Step out of the financial plan comfort zone

My experience has shown me that talking about or even acknowledging their financial position, their goals, objectives, hopes and fears, is a deeply uncomfortable experience for most people, no matter the financial state they are in. I have often found that people are much more willing to disclose a terminal illness than they are to talk about any money worries/thoughts they may have. That says a huge amount about people’s level of discomfort in addressing their own financial plan.

Discussing your financial position and goals can evoke a myriad of emotions. On one hand, the topic of finances can often stir up feelings of apprehension and vulnerability. The reality of managing budgets, investments, and unforeseen expenses can be daunting, leading to moments of uncertainty and stress.

Many individuals grapple with the fear of the unknown, especially in a world where financial landscapes are dynamic and subject to change. This can lead people to do nothing, to bury their heads and say that they will address things at a later date, a date that often never comes around. As a peer recently put it, the biggest obstacle for incredibly talented and smart people in hiring a financial planner is inertia, the “do nothing” financial plan.

So, people remain in the comfort zone. A place where dreams, goals, aspirations – your true wealth – go to slowly fade away.

Addressing your financial position needn’t be all negative, far from it. It can bring excitement and optimism that comes with envisioning future milestones – whether it be buying a home, securing a comfortable retirement, or providing financial support to those you love most. These moments are marked by a huge sense of accomplishment and purpose, helping add true meaning to life. Feelings that hopefully all our clients have felt throughout their life relationships with Emery Little.

So, what can be done to help ease the discomfort when trying to get clarity of your own financial position and plan?

Firstly, I feel it’s crucial to acknowledge and address all these feelings, the positive and the negative, as they play a pivotal role in shaping one’s approach to financial decision-making. It’s these emotions that can help drive people to action.

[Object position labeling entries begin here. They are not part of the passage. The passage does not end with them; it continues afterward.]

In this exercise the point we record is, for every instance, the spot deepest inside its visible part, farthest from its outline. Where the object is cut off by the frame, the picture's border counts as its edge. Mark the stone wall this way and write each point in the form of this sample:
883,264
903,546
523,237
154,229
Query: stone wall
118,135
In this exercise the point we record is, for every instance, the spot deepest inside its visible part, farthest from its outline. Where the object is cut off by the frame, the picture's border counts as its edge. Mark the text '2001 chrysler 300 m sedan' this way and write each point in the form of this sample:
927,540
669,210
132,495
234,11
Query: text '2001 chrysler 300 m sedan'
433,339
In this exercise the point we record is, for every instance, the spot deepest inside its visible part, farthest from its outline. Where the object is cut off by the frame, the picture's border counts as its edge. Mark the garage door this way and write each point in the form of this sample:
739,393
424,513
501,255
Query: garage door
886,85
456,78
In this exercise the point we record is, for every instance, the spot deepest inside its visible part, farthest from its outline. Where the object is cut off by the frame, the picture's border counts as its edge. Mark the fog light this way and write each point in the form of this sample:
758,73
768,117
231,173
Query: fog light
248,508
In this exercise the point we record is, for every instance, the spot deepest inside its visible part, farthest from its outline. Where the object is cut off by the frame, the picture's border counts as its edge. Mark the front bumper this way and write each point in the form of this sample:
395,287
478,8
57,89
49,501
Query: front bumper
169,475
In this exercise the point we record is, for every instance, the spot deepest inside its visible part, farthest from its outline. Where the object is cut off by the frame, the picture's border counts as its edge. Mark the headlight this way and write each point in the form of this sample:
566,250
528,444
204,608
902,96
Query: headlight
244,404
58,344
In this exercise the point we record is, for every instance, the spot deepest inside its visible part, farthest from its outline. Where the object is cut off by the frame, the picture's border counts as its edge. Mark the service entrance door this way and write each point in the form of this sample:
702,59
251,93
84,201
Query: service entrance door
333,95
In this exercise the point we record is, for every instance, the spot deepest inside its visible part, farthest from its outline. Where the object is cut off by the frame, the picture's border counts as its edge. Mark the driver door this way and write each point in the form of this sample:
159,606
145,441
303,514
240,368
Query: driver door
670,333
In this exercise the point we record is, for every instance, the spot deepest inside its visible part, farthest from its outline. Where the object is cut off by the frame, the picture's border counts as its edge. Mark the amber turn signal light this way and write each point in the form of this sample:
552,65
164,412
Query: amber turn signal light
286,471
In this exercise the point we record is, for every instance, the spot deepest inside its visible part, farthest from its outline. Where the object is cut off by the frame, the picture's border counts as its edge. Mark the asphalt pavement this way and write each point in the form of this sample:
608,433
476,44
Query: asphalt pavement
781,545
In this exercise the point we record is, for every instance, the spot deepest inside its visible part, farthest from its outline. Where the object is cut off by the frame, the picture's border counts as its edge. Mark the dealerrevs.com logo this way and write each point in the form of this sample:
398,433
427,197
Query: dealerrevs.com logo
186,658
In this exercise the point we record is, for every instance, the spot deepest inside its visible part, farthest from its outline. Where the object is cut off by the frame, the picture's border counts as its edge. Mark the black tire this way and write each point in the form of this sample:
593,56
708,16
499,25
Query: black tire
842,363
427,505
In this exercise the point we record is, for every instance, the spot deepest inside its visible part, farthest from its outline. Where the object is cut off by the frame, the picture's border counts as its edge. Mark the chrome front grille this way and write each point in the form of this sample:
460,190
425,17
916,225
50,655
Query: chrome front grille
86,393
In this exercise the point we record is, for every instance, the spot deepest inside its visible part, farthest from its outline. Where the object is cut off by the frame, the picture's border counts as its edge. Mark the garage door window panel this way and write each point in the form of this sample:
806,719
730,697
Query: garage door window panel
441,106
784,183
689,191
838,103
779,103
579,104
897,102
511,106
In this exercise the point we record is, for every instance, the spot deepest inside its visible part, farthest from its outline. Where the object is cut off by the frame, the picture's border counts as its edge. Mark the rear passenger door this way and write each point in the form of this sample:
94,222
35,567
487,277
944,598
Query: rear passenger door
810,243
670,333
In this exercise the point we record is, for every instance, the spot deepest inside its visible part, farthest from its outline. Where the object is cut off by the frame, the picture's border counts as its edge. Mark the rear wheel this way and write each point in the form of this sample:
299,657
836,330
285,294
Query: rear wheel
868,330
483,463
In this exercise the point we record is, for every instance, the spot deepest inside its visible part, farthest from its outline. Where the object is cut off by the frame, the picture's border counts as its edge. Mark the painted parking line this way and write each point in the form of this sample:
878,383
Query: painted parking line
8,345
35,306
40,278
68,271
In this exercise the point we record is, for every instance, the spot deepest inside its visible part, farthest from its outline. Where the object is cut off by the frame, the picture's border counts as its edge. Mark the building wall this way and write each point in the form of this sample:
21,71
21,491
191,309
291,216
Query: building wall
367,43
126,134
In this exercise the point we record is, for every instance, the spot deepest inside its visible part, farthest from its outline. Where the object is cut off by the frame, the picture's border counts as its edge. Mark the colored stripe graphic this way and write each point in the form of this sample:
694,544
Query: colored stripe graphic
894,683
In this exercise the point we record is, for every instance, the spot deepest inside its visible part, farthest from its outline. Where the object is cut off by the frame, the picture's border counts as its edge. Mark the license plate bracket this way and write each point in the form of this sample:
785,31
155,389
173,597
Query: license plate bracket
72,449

What next? A skilled chartered financial planner, of which there are many here at Emery Little, can provide not only the necessary expertise but also a supportive environment to navigate these emotional nuances. By providing people with a safe space, free from judgement or preconceived ideas of how you should behave with your money, we help create a space where clients feel empowered to tackle financial challenges head-on, transforming anxiety into a catalyst for informed and strategic choices.

You will be listened to in a way that ignites truly great and independent thinking, thinking which will help give you clarity as to what you wish to do in your life. This will enable us to position your overall finances in a way that gives you the greatest chance of being able to achieve all that you wish.

Understanding the emotional landscape of financial discussions and the discomfort that people feel when addressing this subject is key to establishing a holistic and client centred approach. It’s not just about numbers; it’s about acknowledging and navigating the emotional terrain that accompanies financial journeys.

Taking control of your financial future requires courage and vulnerability, and a strong, lifelong commitment to understanding and managing your finances more effectively. To take the leap and step outside of your comfort zone is an incredibly brave thing to do, and everybody reading this today deserves commendation for doing just that.

We also appreciate the trust you place in us to help support your financial futures. It is a responsibility we take very seriously, and we remain committed to ensuring the best possible outcomes for you and your families.

I would strongly encourage you all to continue to embrace the discomfort of life, in whatever way you can and whatever walk of life you find yourself in. Also, if you are ever struggling for ways to help manage any emotions you may feel, I couldn’t recommend Emotional Agility by Susan David enough.